To this end we present this transcription; additionally, as any movement

which forgets the prisoners in the end forgets the struggle itself, this

is now released to coincide with the annual International Week of

Solidarity with Anarchist Prisoners.[2] Let’s not forget jailed

eco-defence fighters like Marius Mason, whose participation in the Earth

Liberation Front (ELF) of two decades past reveals much wisdom to absorb

from that cycle of action, reaction and repression. (Regarding the topic

of this interview, a recommended resource for how that conversation

played out during those years can be found in the article ‘The Telescope

or the Kaleidoscope: A Critique of the ELF’, specifically regarding the

non-violence code of the latter.)

Lastly, please refer to the end of the text for the details of prisoners

from last year’s Kill the Bill riot in Bristol:[3] people who were on

the streets and often fighting back to defend the conditions for even

‘non-violent’ action.

– R.F., August 2022

returnfire.noblogs.org

---

An interview with Peter Gelderloos

– So, first of all I think this is what we’re generally going to be

talking about: the topics of violence, non-violence, diversity of

tactics, and all of these discussions that have been happening for quite

some time in social movements. So maybe to start with it would be good

to know, if you could tell us a bit, where does this debate come from?

What’s the history? Why is it such a divisive issue, and a bit of

history of this conversation that has been happening.

For starters, when we talk about non-violence, we’re talking about an

exclusive practice that tries to only allow tactics or methods that they

define as non-violent. And so the counter to that: not violence, but a

diversity of tactics, and a diversity of methods, and beliefs and

strategies, without an obsessive focus on often moralistic definitions

of whether or not a specific action is violent.

There are as many histories to this debate as there are people who can

tell it. In my experience, coming of age around the anti-globalisation

movement and then the anti-war [ed. – in Iraq] movement, late ‘90s,

early ‘00s, it was very much a question of a non-violent hegemony that

for the most part social movements in the Global North were dominated

by. Non-violent groups who often co-operated with the media and the

police to prevent anyone from breaking with the action plans that they

set out, or the limitations on tactics. So in that context it was very

much an effort of some people to reconnect with histories of struggle

that were more radical, that were more effective, and that used a very

wide range of tactics. We had to break the strangle-hold on discourse,

on strategy, and reconnect with these histories: which had largely been

silenced.

But to be fair, there’s going to be a lot of other histories, other

points that that debate comes out of. So some folks who survived certain

struggles in the ‘60s and ‘70s: there were also moments of debate where

maybe a specific movement was very locked into a more militaristic

strategy. To me, to criticise that effectively, that’s a critique of

militarism, and not of violence per se: which is of course a very vague

category. But there were certainly other moments when people were

getting into this debate over what tactics and strategies are

appropriate from a completely different angle.

– And has it always been the case... well, not always, but in the

current period has it always been the case that nation-states and other

institutions, part of the establishment, have tried to use this rhetoric

of labelling people violent or non-violent?

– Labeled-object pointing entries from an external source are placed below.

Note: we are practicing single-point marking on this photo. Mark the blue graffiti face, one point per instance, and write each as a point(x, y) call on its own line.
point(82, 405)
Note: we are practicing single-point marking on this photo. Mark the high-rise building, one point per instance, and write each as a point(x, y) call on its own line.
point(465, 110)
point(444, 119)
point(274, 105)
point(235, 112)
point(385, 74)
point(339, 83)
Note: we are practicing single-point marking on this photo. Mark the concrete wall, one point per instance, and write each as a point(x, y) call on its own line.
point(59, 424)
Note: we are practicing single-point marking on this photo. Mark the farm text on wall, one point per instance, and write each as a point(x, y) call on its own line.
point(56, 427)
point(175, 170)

Or is this a modern

phenomenon?

It’s been going on for a very long time. I don’t think the word

violence, the category, was used systematically to describe – or police

– the actions of people in social movements until the 20^(th) century;

really especially with the popularity (particularly Gandhian)

non-violence. Although certainly categories of violence were used to

generate social alarm about supposed dangers to society, certainly going

back to the 19^(th) century and before.

Governments will particularly encourage people on the Right, on the

right-wing, to attack other members of society who are portrayed as

dangerous or disloyal. But then they’re very, very invested in policing

anyone who is talking about some kind of liberatory, emancipatory,

revolutionary change to society: anyone who’s talking about a world in

which everyone can be free, a world in which we actually address these

very deep oppressions that run all throughout our society. Anyone who’s

coming at social change from that angle is of course held to these

strict standards of non-violence by the media, by politicians, and by

all institutions of the State.

– Although, something that we’ve seen a lot recently in some of our

movements (in particular in the environmental movement, in the UK and

other countries) is that activists themselves have taken this rhetoric

of non-violence, and advocating it as the most effective strategy. What

do you think are the main issues with this enforcement and promotion of

non-violence in political movements?

Referring specifically to the newer formations in ecological movements,

just the level of historical amnesia is a huge problem. And the level of

disrespect to other ongoing movements. The environmental movement isn’t

new, there are just some new players on the scene, that have been

getting a lot of media attention. They not only have ignored a lot of

historical movements that were very important, and that give us a lot of

experiences that we can learn from: but they also ignore movements that

are ongoing today, or that have been extremely recent: like the various

ZADs in France, “zones to defend”, especially the most famous one at

(pardon my French) Notre-Dame-des-Landes which stopped an airport. It

stopped a project linked to one of the industries most involved in the

destruction of the planet. They successfully stopped that airport

project, and in the meantime all sorts of people create a completely

different relationship with the land: one that’s based in knowing the

land and respecting the land, becoming a part of the land rather than

these sort of alienated machines that just move over and outside of

nature...

That’s extremely important, that’s a major victory. And it was won using

a diversity of tactics. All of the struggles against pipelines in North

America, inspired by and in many cases centered on indigenous

resistance... There would be a diversity of tactics there, and connected

to a much longer history of struggle. Struggles in indigenous territory

all over the world, shutting down mines, stopping hydro-electric dams,

forestry plantations, and use a diversity of tactics...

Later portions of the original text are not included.